To all the comments about the lexing/parsing/tokens/etc., I'll admit I
don't know enough about compiler design to understand the
arguments. However, I would expect that the compiler would be able to
distinguish the ** in "x**y" from the ** in "**p" due to the preceding
object/value (or lack thereof). Perhaps that expectation is not
correct, in which case I'll grant there may be technical difficulties
in implementing a binary ** operator.
Take a look at the translation phases defined in C99 5.1.1.2.

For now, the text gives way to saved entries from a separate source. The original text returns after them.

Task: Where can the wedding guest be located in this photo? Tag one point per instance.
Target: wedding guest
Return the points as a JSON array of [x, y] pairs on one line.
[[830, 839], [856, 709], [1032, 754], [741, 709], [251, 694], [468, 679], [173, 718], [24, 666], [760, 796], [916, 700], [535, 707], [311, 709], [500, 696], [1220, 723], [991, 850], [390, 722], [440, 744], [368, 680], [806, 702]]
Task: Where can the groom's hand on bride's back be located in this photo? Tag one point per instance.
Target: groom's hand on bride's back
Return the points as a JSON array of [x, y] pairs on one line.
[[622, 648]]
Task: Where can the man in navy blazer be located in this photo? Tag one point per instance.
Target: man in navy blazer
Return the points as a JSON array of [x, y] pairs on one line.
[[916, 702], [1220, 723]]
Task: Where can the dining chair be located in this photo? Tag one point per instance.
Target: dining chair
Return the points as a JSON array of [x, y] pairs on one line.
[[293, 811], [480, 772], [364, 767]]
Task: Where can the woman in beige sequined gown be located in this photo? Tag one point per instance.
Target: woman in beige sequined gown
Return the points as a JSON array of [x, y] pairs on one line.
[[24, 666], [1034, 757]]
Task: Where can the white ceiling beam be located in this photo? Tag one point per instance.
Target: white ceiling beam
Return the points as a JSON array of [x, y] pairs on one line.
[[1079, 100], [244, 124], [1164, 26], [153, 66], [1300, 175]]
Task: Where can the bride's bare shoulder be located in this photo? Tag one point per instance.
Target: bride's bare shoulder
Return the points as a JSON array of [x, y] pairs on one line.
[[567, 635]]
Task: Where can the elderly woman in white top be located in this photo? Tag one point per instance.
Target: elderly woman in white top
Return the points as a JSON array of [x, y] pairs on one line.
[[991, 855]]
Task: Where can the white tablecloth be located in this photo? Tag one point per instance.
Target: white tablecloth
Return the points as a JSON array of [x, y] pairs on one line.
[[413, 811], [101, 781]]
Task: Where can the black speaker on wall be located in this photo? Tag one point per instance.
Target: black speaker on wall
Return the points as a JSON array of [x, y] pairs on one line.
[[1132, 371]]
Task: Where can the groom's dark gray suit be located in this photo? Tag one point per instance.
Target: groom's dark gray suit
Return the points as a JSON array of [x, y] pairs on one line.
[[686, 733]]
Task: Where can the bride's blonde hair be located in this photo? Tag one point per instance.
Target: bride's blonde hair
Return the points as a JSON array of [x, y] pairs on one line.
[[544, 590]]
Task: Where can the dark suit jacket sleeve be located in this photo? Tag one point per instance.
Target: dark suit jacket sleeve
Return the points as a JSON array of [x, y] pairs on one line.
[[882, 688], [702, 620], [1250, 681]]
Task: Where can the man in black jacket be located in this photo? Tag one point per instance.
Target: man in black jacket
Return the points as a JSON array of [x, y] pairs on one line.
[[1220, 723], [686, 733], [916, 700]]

Preprocesing tokens are resolved in phase 3. In that phase, there is
no "preceding object/value", there's only a stream of tokens, and no
distinction between
x ** y
where y is the name of a pointer object, and
x ** y
where y is the name of an integer object. That information doesn't
exist until phase 7. (Preprocessor tokens are converted into tokens
in phase 7, but a preprocessor token is always converted to a single
token.)
Compilers don't necessarily implement each phase as a separate program
(for example, the first several phases are typically combined into the
preprocessor), but the each phase does reflect the information that's
available at that point in translation.
In summary, && is *always* treated as a single token (<OT>even in C++,
where x&(&y) can be legal due to operator overloading</OT>); treating
** as either one or two tokens depending on the context would require
information that's not available at the point where the decision needs
to be made.
Note that typedefs complicate this model a bit. This expression:
(x)-1
might be either a cast applied to a unary minus, or a subtraction
whose left operand is a parenthesized expression. Which one it is
depends on whether x is a currently visible typedef -- which means
that the parser requires feedback from the symbol table. (This gave
me a few gray hairs some years ago, when I was working on a C parser.)
But parsing and symbol table management both take place during phase
7, so in principle at least it's not as much of an issue. The C
grammar *could* have been designed, and some language grammars are
designed, so that a translation unit can be parsed without any
semantic analysis (knowledge of declarations, etc.), but since
typedefs were added relatively late that wasn't practical.